Sugarcult reunited with Davis to play a one-off show at the Chain Reaction in Anaheim, California on December 10, 2011, where they celebrated the tenth anniversary of the release of Start Static. More recently, members of the group performed with members of 5 Seconds of Summer (who have cited Sugarcult as a primary influence on their band) and past tourmate Goldfinger frontman and acclaimed record producer John Feldmann for Strange '80s, a benefit concert on May 14, 2017, at the Fonda Theatre.

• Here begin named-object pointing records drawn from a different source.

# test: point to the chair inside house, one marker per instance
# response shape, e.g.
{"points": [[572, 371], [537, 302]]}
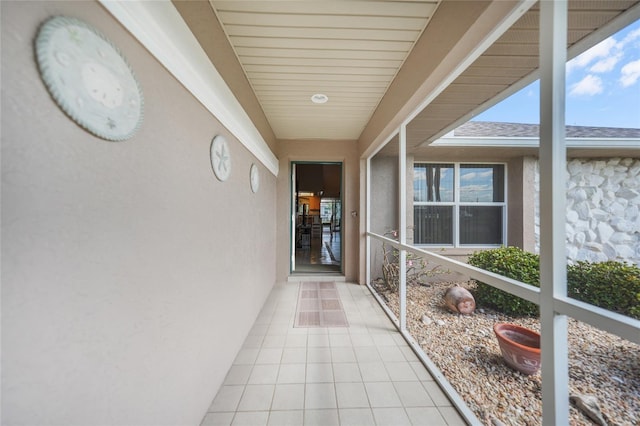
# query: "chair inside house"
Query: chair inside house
{"points": [[335, 225], [316, 226]]}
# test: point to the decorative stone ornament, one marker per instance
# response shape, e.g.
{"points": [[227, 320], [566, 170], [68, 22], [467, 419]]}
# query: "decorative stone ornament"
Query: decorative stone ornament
{"points": [[89, 79], [254, 178], [220, 158]]}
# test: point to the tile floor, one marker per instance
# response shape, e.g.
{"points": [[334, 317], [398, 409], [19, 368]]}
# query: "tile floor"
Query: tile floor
{"points": [[364, 374]]}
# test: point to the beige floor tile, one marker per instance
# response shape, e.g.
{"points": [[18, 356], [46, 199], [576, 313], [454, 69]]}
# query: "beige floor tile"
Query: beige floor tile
{"points": [[218, 419], [356, 417], [346, 372], [321, 418], [351, 395], [413, 394], [374, 372], [286, 418], [426, 416], [254, 418], [256, 398], [238, 374], [317, 354], [292, 373], [294, 355], [320, 373], [343, 354], [382, 394], [400, 372], [263, 374], [227, 398], [288, 397]]}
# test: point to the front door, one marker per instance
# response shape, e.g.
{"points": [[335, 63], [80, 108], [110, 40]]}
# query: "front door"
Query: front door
{"points": [[316, 217]]}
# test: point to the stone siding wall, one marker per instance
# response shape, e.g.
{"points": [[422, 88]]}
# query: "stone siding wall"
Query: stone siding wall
{"points": [[603, 210]]}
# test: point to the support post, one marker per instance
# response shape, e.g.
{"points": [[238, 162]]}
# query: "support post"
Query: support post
{"points": [[402, 223], [553, 278]]}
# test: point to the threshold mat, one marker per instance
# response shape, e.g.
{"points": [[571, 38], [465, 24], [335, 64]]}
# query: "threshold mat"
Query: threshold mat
{"points": [[319, 306]]}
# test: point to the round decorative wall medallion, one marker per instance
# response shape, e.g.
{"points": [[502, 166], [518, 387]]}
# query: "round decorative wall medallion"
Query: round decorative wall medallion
{"points": [[254, 178], [220, 158], [88, 78]]}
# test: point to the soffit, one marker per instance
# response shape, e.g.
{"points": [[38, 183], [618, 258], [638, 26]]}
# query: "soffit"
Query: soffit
{"points": [[348, 50], [512, 58], [352, 51]]}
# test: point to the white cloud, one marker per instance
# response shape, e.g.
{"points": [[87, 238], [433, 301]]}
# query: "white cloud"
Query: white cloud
{"points": [[600, 50], [631, 37], [630, 73], [607, 64], [589, 85]]}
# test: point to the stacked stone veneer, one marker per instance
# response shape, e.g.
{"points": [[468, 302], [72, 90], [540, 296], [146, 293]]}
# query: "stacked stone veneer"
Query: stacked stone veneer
{"points": [[603, 210]]}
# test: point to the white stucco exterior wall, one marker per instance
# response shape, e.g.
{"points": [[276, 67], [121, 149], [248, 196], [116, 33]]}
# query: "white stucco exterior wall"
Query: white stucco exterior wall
{"points": [[603, 210]]}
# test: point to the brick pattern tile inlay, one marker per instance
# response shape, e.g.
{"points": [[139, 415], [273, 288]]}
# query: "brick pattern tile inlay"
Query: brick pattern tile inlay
{"points": [[319, 306]]}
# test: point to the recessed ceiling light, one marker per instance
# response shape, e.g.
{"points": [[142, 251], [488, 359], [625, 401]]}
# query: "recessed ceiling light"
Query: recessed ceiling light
{"points": [[319, 98]]}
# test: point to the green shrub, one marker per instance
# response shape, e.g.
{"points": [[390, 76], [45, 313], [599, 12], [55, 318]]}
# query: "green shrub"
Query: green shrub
{"points": [[610, 285], [510, 262]]}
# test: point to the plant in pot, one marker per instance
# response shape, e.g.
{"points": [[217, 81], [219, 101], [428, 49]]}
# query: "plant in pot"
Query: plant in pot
{"points": [[520, 347]]}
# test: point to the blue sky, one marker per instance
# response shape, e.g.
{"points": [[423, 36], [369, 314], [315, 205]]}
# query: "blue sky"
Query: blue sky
{"points": [[603, 87]]}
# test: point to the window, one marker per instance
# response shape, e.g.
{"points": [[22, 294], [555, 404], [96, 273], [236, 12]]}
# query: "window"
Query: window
{"points": [[459, 204]]}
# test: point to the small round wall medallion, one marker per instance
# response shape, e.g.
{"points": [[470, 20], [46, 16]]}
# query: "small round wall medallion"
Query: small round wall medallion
{"points": [[254, 178], [220, 158], [89, 78]]}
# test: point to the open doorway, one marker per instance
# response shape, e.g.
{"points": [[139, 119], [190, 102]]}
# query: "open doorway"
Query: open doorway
{"points": [[316, 228]]}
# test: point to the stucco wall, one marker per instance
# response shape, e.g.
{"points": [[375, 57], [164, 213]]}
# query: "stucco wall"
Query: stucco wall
{"points": [[603, 210], [130, 275], [344, 152]]}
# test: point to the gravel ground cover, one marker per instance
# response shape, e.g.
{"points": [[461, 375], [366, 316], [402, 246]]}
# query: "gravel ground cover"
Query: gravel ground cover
{"points": [[465, 349]]}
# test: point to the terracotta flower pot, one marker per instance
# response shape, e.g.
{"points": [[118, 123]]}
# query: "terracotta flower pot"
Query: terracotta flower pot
{"points": [[520, 347]]}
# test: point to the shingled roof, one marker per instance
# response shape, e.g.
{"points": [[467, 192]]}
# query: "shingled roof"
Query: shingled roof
{"points": [[520, 130]]}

== Musical style and influences ==
Sugarcult has been categorized as punk rock, pop-punk, power pop and alternative rock. Jamie Allen of CNN described the band's sound as "a melodic, power-pop vibe reminiscent of the Knack crossed with the Ramones and Elvis Costello." The band has drawn comparisons to American Hi-Fi, Rancid, Unwritten Law, Blink-182, Less Than Jake, Good Charlotte, The Hives and Jimmy Eat World. Sugarcult cites The Beatles, the Police, The Clash, Ramones, Sex Pistols, the Jam, Elvis Costello, the Romantics and The Suicide Commandos as influences. Lyrically, Sugarcult explores themes of relationships, youth angst, and introspection.

==Band members==

- Final lineup
- Tim Pagnotta – lead vocals, rhythm guitar (1998–2009, 2011), lead guitar (1998–1999)
- Airin Older – bass guitar, backing vocals (1998–2009, 2011)
- Marko DeSantis – lead guitar (1999–2009, 2011)
- Ben Davis – drums, backing vocals (1998–2003, 2011)

- Former
- Kenny Livingston – drums (2003–2009)

Timeline

==Discography==

===Demo collections===
- Eleven (1999)
- Wrap Me Up in Plastic (2000)

===Studio albums===

| Title | Details | Peak chart positions |
US
| Start Static | Released: August 21, 2001; Label: Ultimatum; Formats: CD, LP, digital download, streaming; | 194 |
| Palm Trees and Power Lines | Released: April 13, 2004; Label: Fearless, Artemis; Formats: CD, LP, digital download, streaming; | 46 |
| Lights Out | Released: September 12, 2006; Label: Fearless, V2; Formats: CD, LP, digital download, streaming; | 64 |

===DVDs/retrospectives/live albums===
- Action DVD (2002)
- Back to the Disaster: A Film About Sugarcult DVD/EP (2005)
- Rewind 2001–2008 Japanese Exclusive (2008)

===EPs===
- Five Demo (1998)
- Get Street Cred Demo (1999)
- A Hard Day's Night Japanese Exclusive (2006)

===Singles===

| Year | Title | Album | US Alternative Songs position | UK Singles Chart position |
| 2001 | "Bouncing Off the Walls" | Start Static | 40 | 98 |
| "Stuck in America" | — | 91 |
| 2002 | "Pretty Girl (The Way)" | 30 | — |
| 2004 | "She's the Blade" | Palm Trees and Power Lines | — | — |
| "Memory" | — | — |
| 2006 | "Do It Alone" | Lights Out | 40 | — |
| "Los Angeles" | — | — |

==Media appearances==
- Burnout 3: Takedown (2004)
  - "Memory" was featured on the soundtrack.
- Burnout Dominator (2007), Burnout Paradise (2008), and Burnout Paradise Remastered (2018)
  - Dead Living was featured on the soundtrack.